Mr Mercer said he would have gone directly to the Horowhenua Health Centre if it was open on Sundays.
"The biggest thing we are concerned about was there were no doctors on a Sunday," he said.
"I couldn't go to the health centre, which I think is wrong."
MidCentral District Health Board chief executive Murray Georgel said Palmerston North Hospital had the only emergency department in the district.
"The Horowhenua Health Centre has in it a general practice; there is only one emergency department and that is [Palmerston North Hospital]," he said.
"Anyone outside of Palmerston North and those within it who need emergency access have to come to this particular site and that is the case no matter where you live within the MidCentral district."

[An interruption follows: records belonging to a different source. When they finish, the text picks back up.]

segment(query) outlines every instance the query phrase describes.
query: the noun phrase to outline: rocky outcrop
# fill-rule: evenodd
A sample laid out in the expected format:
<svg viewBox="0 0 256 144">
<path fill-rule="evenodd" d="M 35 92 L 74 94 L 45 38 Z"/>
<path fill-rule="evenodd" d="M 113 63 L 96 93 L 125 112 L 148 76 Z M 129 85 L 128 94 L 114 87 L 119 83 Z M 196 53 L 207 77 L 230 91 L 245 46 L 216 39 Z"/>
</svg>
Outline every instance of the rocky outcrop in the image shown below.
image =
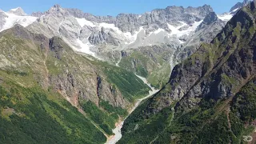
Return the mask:
<svg viewBox="0 0 256 144">
<path fill-rule="evenodd" d="M 101 31 L 93 32 L 89 37 L 89 42 L 93 45 L 100 45 L 100 44 L 111 44 L 113 46 L 118 46 L 119 42 L 117 38 L 113 37 L 111 31 L 106 32 L 104 27 L 102 27 Z"/>
<path fill-rule="evenodd" d="M 21 7 L 17 7 L 16 9 L 11 9 L 8 11 L 10 14 L 14 14 L 15 15 L 25 16 L 27 15 Z"/>
<path fill-rule="evenodd" d="M 247 9 L 254 10 L 254 6 L 252 2 Z M 178 102 L 177 109 L 188 110 L 202 98 L 217 101 L 237 93 L 256 70 L 253 15 L 246 9 L 240 10 L 210 45 L 202 45 L 195 54 L 176 66 L 169 84 L 149 105 L 149 112 L 157 113 L 173 102 Z"/>
</svg>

Mr Georgel said it wasn't feasible to have emergency departments scattered across the region.
"There has never been an [running] emergency department in Levin, not even when the hospital was there," he said.
Mr Mercer was assessed by St John staff and taken to the Horowhenua Masonic Village retirement community.
But a medical professional there referred him to Shannon, 10 minutes away.
"We went to Shannon by private car and waited another two hours.
"The doctor there put three stitches in each finger," Mr Mercer said. "The ambulance offered to drive me to Shannon but we would have had no way of getting home."
Mr Mercer said he had no qualms with the St John staff but the delay was "terrible".
St John district operations manager Steve Yanko said information provided by Mr Mercer and his partner provided an assessment of non-life-threatening injuries.
"[Upon assessment] the patient . . . was advised the injuries did not require hospitalisation but the ambulance crew could transport them to a Levin healthcare centre where they could see a doctor if they felt that this was necessary," Mr Yanko said. "[There] the St John paramedics and the patient and their partner were advised that no doctors were available in Levin and the closest doctor on call was at the Shannon Health Centre."